There have been a number of economic reports on immigration from around the world, such as the 2008 House of Lords report in the UK. They all seem to agree that mass migration only has a small per capita economic benefit, if that. See also the graph on page 155 of the Productivity Commission report. Male wages in the US have been mostly stagnant or declining since the 1970s, despite high immigration.

http://www.stateofworkingamerica.org/chart/swa-wages-figure-4c-change-real-hourly-wages/

How is this possible if immigration is as wonderful for the economy as you say it is? How are those men better off, especially with massive inflation in costs for higher education, health care, etc.? There are more opportunities for women, but there are also plenty of exhausted mothers who wish that they didn't have to work so many hours.
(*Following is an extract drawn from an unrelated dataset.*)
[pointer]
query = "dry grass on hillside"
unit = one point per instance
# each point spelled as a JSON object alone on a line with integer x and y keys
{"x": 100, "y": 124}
Our GDP per capita has gone up, but it has been fairly stagnant compared to our previous growth. Has it occurred to you that we need more of it than other OECD countries because of the infrastructure demands due to the population growth? Assuming an average 50 year lifespan for infrastructure, a country with a stable population would need to spend about 2% of the original real cost of the infrastructure on repairs and replacements, which Jane O'Sullivan has estimated at about 13% of national income. If your population is also growing at 2%, then your need to spend on infrastructure doubles because the new arrivals need the full complement of infrastructure immediately. At the same time your tax base has only gone up by 2%. The newcomers will (probably) eventually pay for what they use, but it may take decades.

Our infrastructure is overstretched and crumbling because the politicians aren't game to raise taxes sufficiently to cover it. They could borrow the money, but then they would have to stop the Population Ponzi in the future to allow it to be paid back.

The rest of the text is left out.